Lumbee
ETHNONYMS: Cherokees, Croatans, Indians of Robeson County, Scuffletonians
The Lumbee are English-speaking descendants of the remnants of various Native American groups who now live principally along the Lumbee River in Robeson County, North Carolina, and in adjacent counties in North and South Carolina. The Lumbee number about forty thousand, making them the fifth largest American Indian group in the United States and the largest in the East. Today Lumbee are found in small concentrations in Greensboro, North Carolina, Baltimore, Philadelphia, and Detroit, although most migrants do return to Robeson County. Lumbee ancestry includes tribal groups that largely disappeared from the Carolinas in the eighteenth century and perhaps some African and European intermixture as well, leading to their classification as American Isolates. Lumbee oral tradition traces their ancestry to Sir Walter Raleigh's lost colony at Roanoke. Today, Lumbee self-identity is based on having a socially defined Lumbee parent and no socially defined African-American parent.
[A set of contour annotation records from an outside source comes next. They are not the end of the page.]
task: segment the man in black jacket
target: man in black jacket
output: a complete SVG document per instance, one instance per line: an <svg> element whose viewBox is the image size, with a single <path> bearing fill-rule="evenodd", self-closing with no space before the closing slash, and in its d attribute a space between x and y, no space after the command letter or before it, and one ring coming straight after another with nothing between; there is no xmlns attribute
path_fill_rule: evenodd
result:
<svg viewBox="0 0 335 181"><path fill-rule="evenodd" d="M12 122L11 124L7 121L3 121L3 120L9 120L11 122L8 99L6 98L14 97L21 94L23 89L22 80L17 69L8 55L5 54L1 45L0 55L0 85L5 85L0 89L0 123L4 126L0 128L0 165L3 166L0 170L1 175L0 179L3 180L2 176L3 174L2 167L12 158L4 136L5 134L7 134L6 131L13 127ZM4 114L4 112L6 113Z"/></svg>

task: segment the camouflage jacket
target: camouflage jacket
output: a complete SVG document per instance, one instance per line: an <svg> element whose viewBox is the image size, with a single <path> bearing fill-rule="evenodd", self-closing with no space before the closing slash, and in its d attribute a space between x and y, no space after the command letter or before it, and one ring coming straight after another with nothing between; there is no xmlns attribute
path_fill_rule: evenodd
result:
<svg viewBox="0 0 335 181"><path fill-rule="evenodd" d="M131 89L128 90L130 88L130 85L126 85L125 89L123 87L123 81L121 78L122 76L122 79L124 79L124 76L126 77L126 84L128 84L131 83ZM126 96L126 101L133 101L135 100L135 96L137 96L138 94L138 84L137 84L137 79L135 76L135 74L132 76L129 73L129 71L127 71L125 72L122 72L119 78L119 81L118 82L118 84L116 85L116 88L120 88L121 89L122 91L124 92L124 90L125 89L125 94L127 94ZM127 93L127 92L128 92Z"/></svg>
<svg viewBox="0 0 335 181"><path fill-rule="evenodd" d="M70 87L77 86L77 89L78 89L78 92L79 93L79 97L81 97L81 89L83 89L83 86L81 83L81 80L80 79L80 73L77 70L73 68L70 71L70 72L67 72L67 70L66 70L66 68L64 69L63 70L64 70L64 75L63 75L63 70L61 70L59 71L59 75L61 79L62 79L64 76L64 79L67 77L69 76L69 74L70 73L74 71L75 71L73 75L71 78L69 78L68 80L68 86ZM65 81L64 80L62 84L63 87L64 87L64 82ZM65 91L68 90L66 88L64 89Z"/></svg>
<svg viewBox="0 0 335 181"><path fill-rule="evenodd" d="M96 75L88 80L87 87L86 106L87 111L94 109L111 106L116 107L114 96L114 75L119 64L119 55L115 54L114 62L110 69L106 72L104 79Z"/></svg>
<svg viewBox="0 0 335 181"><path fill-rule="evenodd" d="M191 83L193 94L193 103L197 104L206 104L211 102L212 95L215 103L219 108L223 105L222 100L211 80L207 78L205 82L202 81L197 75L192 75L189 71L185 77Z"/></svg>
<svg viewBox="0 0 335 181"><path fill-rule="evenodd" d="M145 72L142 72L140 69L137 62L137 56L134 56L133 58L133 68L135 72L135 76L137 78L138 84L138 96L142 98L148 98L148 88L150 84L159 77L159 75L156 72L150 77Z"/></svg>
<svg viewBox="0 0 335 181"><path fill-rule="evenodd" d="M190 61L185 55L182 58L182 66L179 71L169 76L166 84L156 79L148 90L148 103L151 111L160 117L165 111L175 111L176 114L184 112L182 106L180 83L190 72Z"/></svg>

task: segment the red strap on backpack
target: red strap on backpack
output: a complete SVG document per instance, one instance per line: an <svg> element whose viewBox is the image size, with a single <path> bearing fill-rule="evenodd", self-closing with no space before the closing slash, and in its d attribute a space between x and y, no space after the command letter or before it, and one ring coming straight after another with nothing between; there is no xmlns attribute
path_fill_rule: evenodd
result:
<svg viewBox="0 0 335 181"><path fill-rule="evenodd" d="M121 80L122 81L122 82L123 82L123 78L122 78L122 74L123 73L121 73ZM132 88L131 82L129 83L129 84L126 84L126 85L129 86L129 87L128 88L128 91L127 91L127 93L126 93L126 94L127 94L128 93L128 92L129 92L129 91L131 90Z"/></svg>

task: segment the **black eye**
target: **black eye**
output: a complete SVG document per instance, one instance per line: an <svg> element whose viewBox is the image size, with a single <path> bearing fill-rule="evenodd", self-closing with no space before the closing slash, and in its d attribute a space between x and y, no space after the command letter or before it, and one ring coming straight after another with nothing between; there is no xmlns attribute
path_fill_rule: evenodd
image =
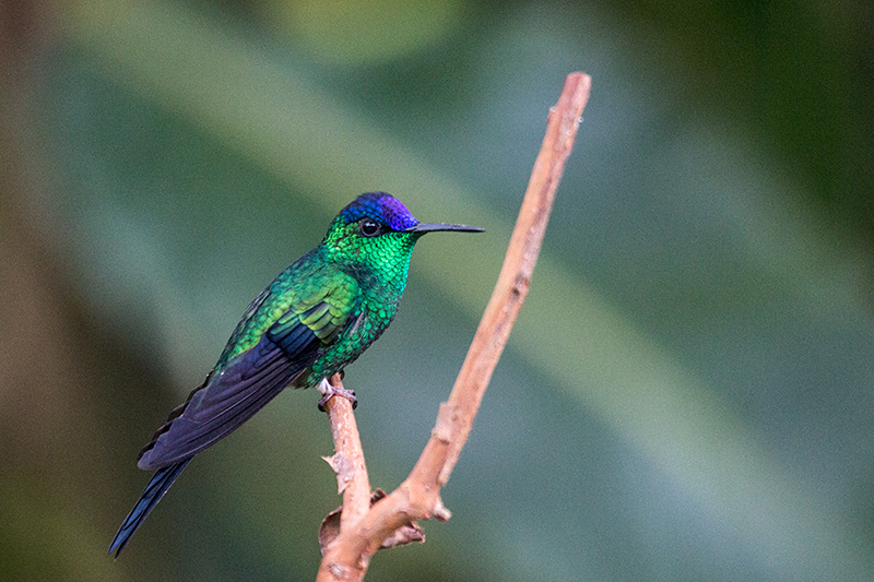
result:
<svg viewBox="0 0 874 582"><path fill-rule="evenodd" d="M358 221L358 230L366 237L375 237L382 234L382 225L371 218Z"/></svg>

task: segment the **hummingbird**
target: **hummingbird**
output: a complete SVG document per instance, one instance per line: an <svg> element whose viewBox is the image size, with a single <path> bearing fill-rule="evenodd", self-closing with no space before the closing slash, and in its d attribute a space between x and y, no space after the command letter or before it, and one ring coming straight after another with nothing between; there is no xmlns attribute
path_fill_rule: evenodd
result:
<svg viewBox="0 0 874 582"><path fill-rule="evenodd" d="M226 437L285 388L316 387L347 397L328 378L341 372L394 319L410 257L427 233L482 233L460 224L420 223L385 192L359 195L331 222L321 244L292 263L249 305L203 384L175 408L140 452L154 471L116 533L118 558L133 533L196 454Z"/></svg>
In the nineteenth century the Lumbee shared a common culture and life-style with their White neighbors that included landownership, farming, and Baptist and Methodist religious affiliation. Until 1835 they also shared the same civil rights, but in that year the Lumbee, along with other "free persons of color" in North Carolina, were stripped of most of those rights and began to suffer discrimination and impoverishment at the hands of Whites that persisted until well after the Civil War. In the 1880s the prejudice they faced lessened to a degree and some of their civil rights were restored. During the 1960s Lumbee began to develop a pan-Indian consciousness and increasingly became politically active.
From the late 1800s well into the twentieth century the Lumbee were employed mostly as farm laborers and sharecroppers and occupied a depressed social stratum in a society dominated by White farmers and landowners. Beginning early in the twentieth century the modernization of farming in the region reduced labor demands, resulting in unemployment and underemployment for the Lumbee. In the 1960s industrial development in Robeson County offered some hope. Most Lumbee, however, were not able to take advantage of the new job opportunities as they lacked the necessary skills and education, a product of more than a century of "separate, but equal" schools. In the 1960s Lumbee began to move into white-collar and skilled blue-collar occupations, but those doing so have been forced to migrate to urban areas to find employment.
Bibliography
Blu, Karen I. (1980). The Lumbee Problem: The Making of an Indian People. Cambridge: Cambridge University Press.
Evans, W. McKee (1979). "The North Carolina Lumbees: From Assimilation to Revitalization." In Southeastern Indians, edited by Walter L. Williams, 49-71. Athens: University of Georgia Press.
Makofsky, Abraham (1980). "Tradition and Change in the Lumbee Indian Community in Baltimore." Maryland Historical Magazine 75:55-71.